Chaque année, les propriétaires et locataires s'attaquent à diverses tâches d’entretien de leur logement, incluant la vérification de la chaudière et le nettoyage des conduits d’aération. Parmi ces tâches, le ramonage des cheminées ou des poêles fait également partie des obligations des occupants. Avec l’augmentation des coûts de l’énergie et la baisse du pouvoir d’achat, de nombreux ménages envisagent des solutions pour réduire leurs dépenses. Mais peut-on vraiment procéder soi-même au ramonage de sa cheminée ? Cet article fait le point sur les obligations et les risques associés.
Les obligations légales liées au ramonage
En France, le ramonage de cheminée ou de poêle est imposé par la loi. D'après le Code général des collectivités territoriales, article L2213-26, il doit être effectué au moins une fois par an. Depuis octobre 2023, cette obligation a été renforcée par un décret dans le Code de santé publique. Cela concerne principalement les installations fonctionnant au bois, charbon ou fioul. Certaines municipalités peuvent demander jusqu'à deux ramonages par an, surtout durant la saison de chauffe.
L'attestation de ramonage est essentielle pour les assureurs, en cas de sinistre, car elle démontre que toutes les précautions ont été prises pour assurer la sécurité des occupants. Ainsi, tant les propriétaires que les locataires sont responsables de cette tâche, qui doit être inscrite parmi les charges locatives du contrat de bail. Le non-respect de cette obligation peut entraîner une amende allant jusqu'à 450 €.
Les raisons de ramoner régulièrement
Le ramonage est une nécessité pour plusieurs raisons :
- Prévention des incendies : Le ramonage élimine les dépôts de suie et de goudron accumulés dans les conduits, réduisant ainsi le risque d'inflammation.
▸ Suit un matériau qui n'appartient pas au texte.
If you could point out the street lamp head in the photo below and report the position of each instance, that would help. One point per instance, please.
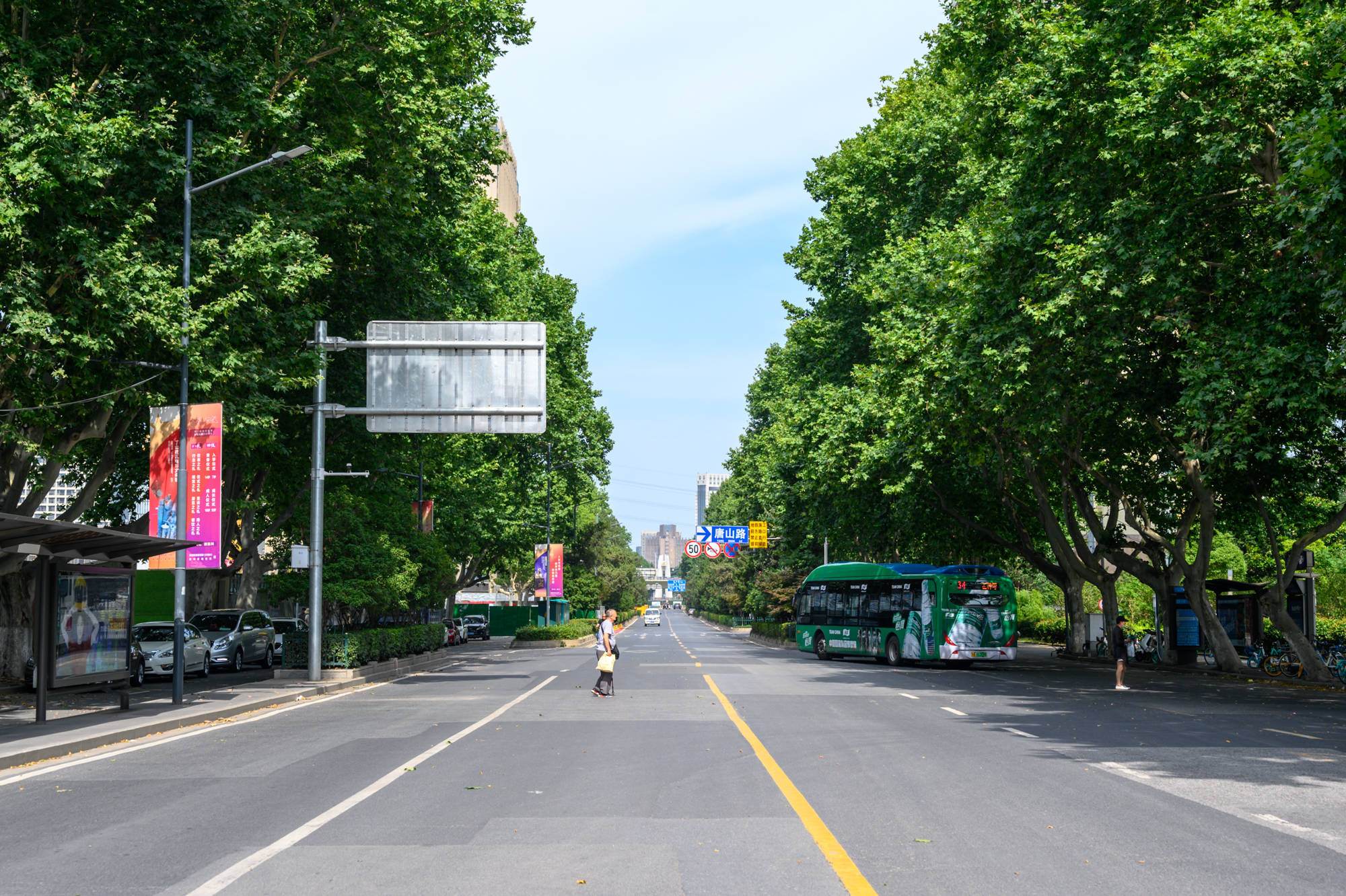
(291, 154)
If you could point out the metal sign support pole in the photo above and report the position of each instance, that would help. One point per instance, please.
(547, 576)
(316, 551)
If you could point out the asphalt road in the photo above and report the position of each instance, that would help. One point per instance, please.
(1034, 778)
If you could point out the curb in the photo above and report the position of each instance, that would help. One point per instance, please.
(207, 715)
(574, 642)
(1261, 679)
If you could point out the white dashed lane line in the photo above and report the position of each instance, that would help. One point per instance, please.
(1022, 734)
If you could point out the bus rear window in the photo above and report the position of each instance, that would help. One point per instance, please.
(978, 594)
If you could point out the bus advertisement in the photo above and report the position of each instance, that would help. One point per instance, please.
(908, 613)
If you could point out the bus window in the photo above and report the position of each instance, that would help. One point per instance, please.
(978, 594)
(853, 609)
(837, 607)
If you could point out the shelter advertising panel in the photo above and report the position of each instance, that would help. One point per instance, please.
(205, 450)
(94, 622)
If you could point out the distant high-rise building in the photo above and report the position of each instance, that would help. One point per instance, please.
(666, 543)
(706, 486)
(504, 185)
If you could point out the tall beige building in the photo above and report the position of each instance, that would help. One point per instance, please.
(668, 543)
(504, 185)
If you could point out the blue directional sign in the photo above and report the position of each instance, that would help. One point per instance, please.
(730, 535)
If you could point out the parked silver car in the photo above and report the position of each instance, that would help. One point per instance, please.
(157, 644)
(239, 637)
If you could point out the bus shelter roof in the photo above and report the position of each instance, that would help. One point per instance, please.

- Prévention des intoxications au monoxyde de carbone : Des conduits dégagés permettent une évacuation efficace des gaz, y compris le CO, qui est inodore et incolore.
- Amélioration de l'efficacité énergétique : Un conduit propre favorise un meilleur tirage et diminue la consommation de combustible, conduisant à une facture énergétique réduite.
- Maintenance préventive : Un ramonage permet de détecter d'éventuels problèmes dans le conduit, garantissant un fonctionnement optimal de l'appareil de chauffage.
Peut-on ramoner soi-même ? Les risques à considérer
Il est techniquement possible de ramoner soi-même sa cheminée grâce à des kits disponibles dans les magasins de bricolage, comprenant un hérisson et des cannes à assembler. Toutefois, la loi stipule que seul un ramoneur professionnel agréé peut délivrer un certificat de ramonage, clé pour attester de la conformité aux normes de sécurité et indispensable pour la couverture d’assurance en cas d'incendie.
En économisant sur le coût d'un ramoneur professionnel, les occupants pourraient faire face à des conséquences graves. En effet, un incendie sans certificat de ramonage pourrait engendrer des milliers d'euros de réparations non couverts par les assurances.
Coût du ramonage : variations et conseils pratiques
Le tarif d'un ramonage peut varier en fonction de plusieurs critères :
- La localisation géographique
- L’état des conduits
- La longueur et la configuration des conduits
- L’accessibilité de la cheminée
- La hauteur de la sortie de toit
- Le type de combustible utilisé
Les prix oscillent entre 60 et 100 € pour un ramonage mécanique, qui est la méthode standard utilisée par les professionnels. Le ramonage chimique, qui coûte entre 20 et 50 €, peut être effectué comme complément, mais n'est pas un substitut au ramonage mécanique.
Pour obtenir le meilleur rapport qualité-prix, il est conseillé de solliciter plusieurs devis auprès de ramoneurs locaux et de comparer leurs prestations. Vérifiez également si certains de ces coûts peuvent être pris en charge par votre assurance habitation.